Family Quote of the Week: A Proclamation TOP of PAGE

"As Americans, we are led by the power of our conscience and the history of our country to defend and promote the dignity and rights of all people. Each person, however frail or defenseless, has a place and a purpose in this world. On National Sanctity of Human Life Day, we celebrate the gift of life and our commitment to building a society of compassion and humanity."

(Source: George W. Bush, "Proclamation of National Sanctity of Human Life Day," The White House, January 16, 2004.)   

For More Information TOP of PAGE

The Howard Center and The World Congress of Families stock a number of pro-family books, including The Retreat From Marriage: Causes & Consequences, by Dr. Bryce J. Christensen. Please visit:

    The Howard Center Bookstore   

 Call: 1-815-964-5819    USA: 1-800-461-3113    Fax: 1-815-965-1826    Contact: Bookstore 

934 North Main Street Rockford, Illinois 61103

Family Research Abstract of the Week: Weaned By the State TOP of PAGE

The often-lauded Federal welfare reform of the 1990s may well prove a curse to the children affected by it in the new millennium. Indeed, a new study of welfare reform by economists at Michigan State University suggests that reformers took a welfare system that fostered fatherlessness and created a system that enforces motherlessness as well: because welfare-reformers have laid down employment requirements for welfare mothers with infant children, hundreds of thousands of those young children are now spending their days in state-subsidized day care. Lest progressive thinkers acquiesce too insouciantly in government's complete cannibalization of the family, the Michigan State researchers draw attention to an incalculable loss to the children being affected: these children are losing the physiological and emotional benefits of maternal breast-feeding.

As context for their analysis, the Michigan State scholars survey the medical literature identifying "human milk [as] the gold standard for infants' nourishment." This literature clearly establishes that compared to bottle-fed babies, breast-fed infants are remarkably free from "urinary-tract infections, lower and upper respiratory-tract infections, diarrhea, allergic diseases, otitis media, bacterial meningitis, botulism, bacteremia, and necrotizing enterocolitis." Research has shown that "human milk also benefits children's cognitive and educational abilities." Researchers have even amassed evidence that breastfeeding conduces to the well-being of mothers, conferring "a greater sense of self-esteem, bonding with the infant, and success in mothering."

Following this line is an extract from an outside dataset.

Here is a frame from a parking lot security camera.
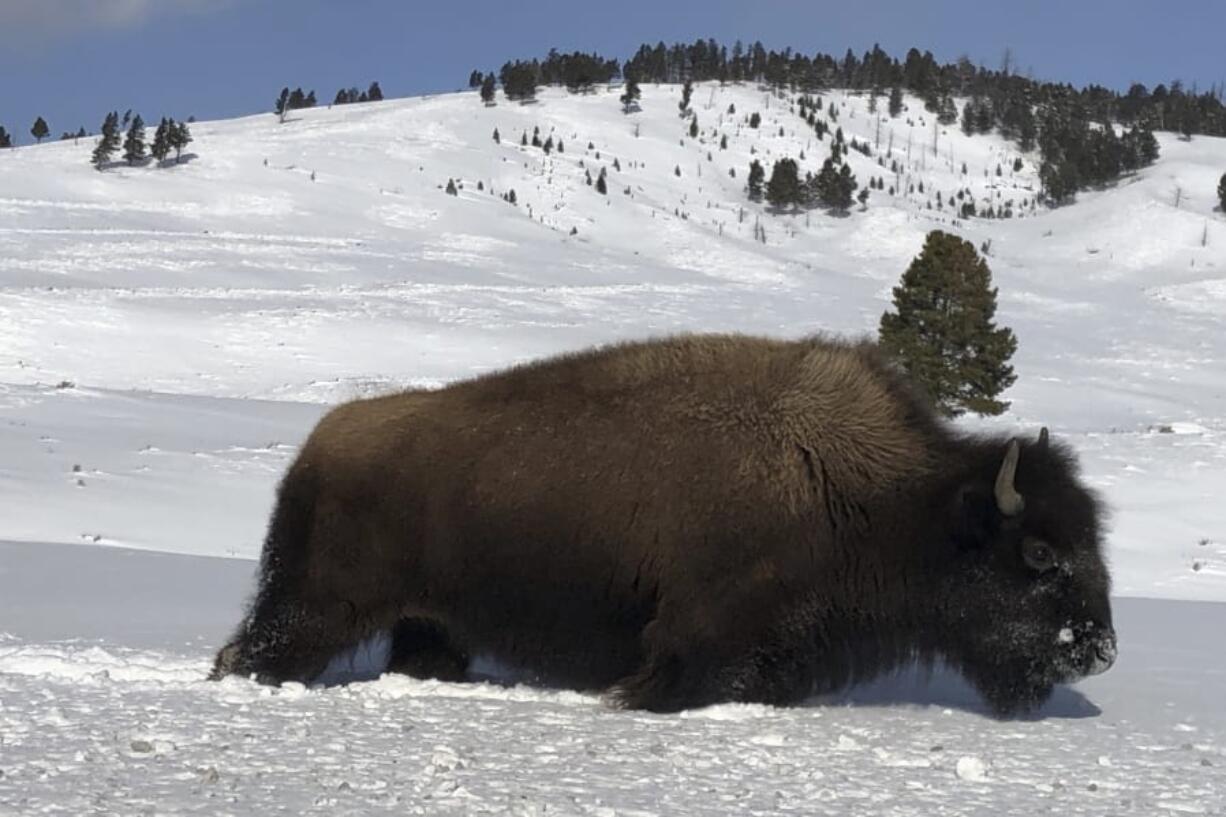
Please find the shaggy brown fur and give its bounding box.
[213,335,1110,712]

Given "the substantial evidence of the benefits of breast-feeding for children and their mothers," and given recent research indicating that "employment can negatively affect the breast-feeding rate of women with infants," the Michigan State investigators began their study with concern about the possible adverse effects of new work requirements for women receiving welfare. And indeed, when the authors of the new study scrutinize national survey data on breast-feeding against the backdrop of a national welfare rules database, they found just what they expected to find: "work requirements [for welfare mothers] substantially and statistically significantly reduced breast-feeding." More precisely, when they look at breast-feeding rates among women enrolled in the Special Supplemental Program for Women, Infants, and Children (mothers "who are at substantial risk of entering welfare"), the researchers find that "the most stringent laws reduced breast-feeding by 22% relative to imposing no work requirements on new mothers." The researchers' nationwide data "for all mothers, not just those who participated in WIC, imply that if welfare reform had not been adopted, national breast-feeding rates six months after birth would have been 5.5% higher than they were in 2000."

In interpreting their findings, the Michigan State scholars stress that "the costs of the decrease of breast-feeding accrue not only to recipients and their children but also to society as a whole." Because "breast-feeding decreases health care costs," welfare programs that force mothers into employment may well mean "a greater burden will be placed on Medicaid."